Assume v(t) = 6t - 18 on the interval [0, 6]. Find the total distance that the object traveled on [0, 6].
we just did one of these
x(t) = 3t^2 - 18t + c
Now just figure x(6)-x(0)
I got 0. That doesn't make sense to me...
x(0) = 3(0)^2 - 18(0) + C = 0+C
x(6) = 3(6)^2 - 18(6) + C = 108-108+C = 0+C
x(6)-x(0)=0
Your velocity is zero at t = 3 !!!!!
right in the middle of your range.
It reversed direction midstream
You calulated displacement (where it moved to which was nowhere)
instead of how far it went (distance moved)
do t = 0 to t = 3
then t = 3 to t = 6
add the ABSOLUTE VALUES
See Baggins, Bilbo, "There and Back Again".
So is the total distance 54?
yes
To find the total distance that the object traveled on the interval [0, 6], we can use the concept of distance traveled.
The distance traveled by an object can be determined by taking the absolute value of the velocity function and integrating it over the given interval.
In this case, the velocity function is v(t) = 6t - 18.
Step 1: Take the absolute value of the velocity function
To find the absolute value of 6t - 18, we need to determine the critical points where the function changes sign:
6t - 18 = 0
6t = 18
t = 3
So, the function changes sign at t = 3.
For t < 3, the velocity function is negative: v(t) = -(6t - 18) = -6t + 18.
For t > 3, the velocity function is positive: v(t) = 6t - 18
Step 2: Integrate the absolute value of the velocity function over the interval [0, 6]

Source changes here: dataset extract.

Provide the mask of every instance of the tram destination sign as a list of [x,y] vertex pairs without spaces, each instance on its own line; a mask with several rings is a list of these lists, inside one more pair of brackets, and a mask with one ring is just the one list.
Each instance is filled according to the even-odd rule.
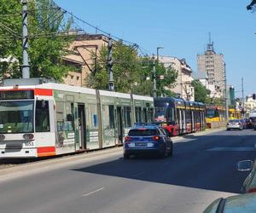
[[0,91],[0,100],[34,99],[33,90]]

We need to split the integration into two parts, from 0 to 3 and from 3 to 6:
For t < 3:
∫[0,3] |v(t)| dt = ∫[0,3] |-6t + 18| dt
For t > 3:
∫[3,6] |v(t)| dt = ∫[3,6] |6t - 18| dt
Step 3: Evaluate the integrals
For t < 3:
∫[0,3] |-6t + 18| dt = ∫[0,3] (6t - 18) dt = [3t^2 - 18t] from 0 to 3
= [(3(3)^2 - 18(3)) - (3(0)^2 - 18(0))]
= [9 - 54 - 0 + 0]
= -45
For t > 3:
∫[3,6] |6t - 18| dt = ∫[3,6] (6t - 18) dt = [3t^2 - 18t] from 3 to 6
= [(3(6)^2 - 18(6)) - (3(3)^2 - 18(3))]
= [108 - 108 - 27 + 54]
= 27
Step 4: Find the total distance traveled
To find the total distance traveled, we add the absolute values of the integrals for the two intervals together:
Total distance = |-(∫[0,3] |-6t + 18| dt)| + (∫[3,6] |6t - 18| dt)
= |-45| + 27
= 45 + 27
= 72
Therefore, the object traveled a total distance of 72 units on the interval [0, 6].